Criminalizing Whistleblowing: Big Ag Wins at Consumers’ Expense

April 13, 2012

On March 2, 2012, Iowa’s Governor Branstad signed House File 589 into law, creating a new crime of “agricultural production facility fraud.”  Utah passed a similar “agricultural operations interference” law on March 20, 2012.  While their names make it sound like these laws target unscrupulous food manufacturers for the benefit of consumers, they are in fact quite the opposite.  These are the latest “Ag Gag” laws which protect the $1 trillion agricultural industry from whistleblowers, investigative journalists and animal rights activists who take jobs at factory farms, slaughterhouses, and food processing plants to document and expose potential food safety violations and animal abuse.   But if there is nothing to hide from consumers, then why did the agricultural industry lobby so hard for these laws which allow them to essentially hide everything?

The Iowa law criminalizes false statements made to obtain access or employment at an animal facility or crop operation property in the state, and further criminalizes those who conspire to commit or “harbors, aids, or conceals the identity” of anyone who has committed such a fraud.  Iowa companies can screen out potential whistleblowers (or those unwilling to face criminal charges) by simply asking on job applications: “are you affiliated with any news organization, food safety, or other animal protection group?”   Utah’s Ag Gag law goes one step farther, also prohibiting photography of farm animals or operations without permission or under false pretenses. [1]

At their core, these laws seek to silence those who witness serious problems occurring behind closed doors, while protecting the huge profit-focused businesses allowing these practices to occur in the first place.  Putting aside how one feels about the animal welfare, public health,  and environmental concerns these undercover workers often seek to expose, these Ag Gag laws hurt us all by giving big business even more power and autonomy at the consumers’ expense.
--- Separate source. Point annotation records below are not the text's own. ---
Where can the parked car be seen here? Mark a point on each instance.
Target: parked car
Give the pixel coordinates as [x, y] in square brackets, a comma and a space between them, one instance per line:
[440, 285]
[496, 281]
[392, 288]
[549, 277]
Also problematic is the chilling effect these broadly written Ag Gag laws will undoubtedly cause because of the criminal liability they impose.  Imagine an employee working at a slaughterhouse who has been there for years and never intended to become a whistleblower.   The employee notices sick animals being slaughtered and put into the food chain, and after complaining to management he sees that the company has done nothing to stop this from happening.  The only way to prove that this is happening is to videotape it to show it to the FDA or other local regulators.  This employee may be saving thousands from an e-coli outbreak (or something even worse), but in Utah he’s a criminal.  And in Iowa, if charges are filed, he’ll be saddled with legal fees and will have to establish that he didn’t take the job with the intention of becoming a whistleblower to avoid a conviction.  Any employee witnessing these problems occurring will be reticent to tell authorities about it, much less document its occurrence.  Consumers (and animals/the environment/workers) will suffer while the industry profits.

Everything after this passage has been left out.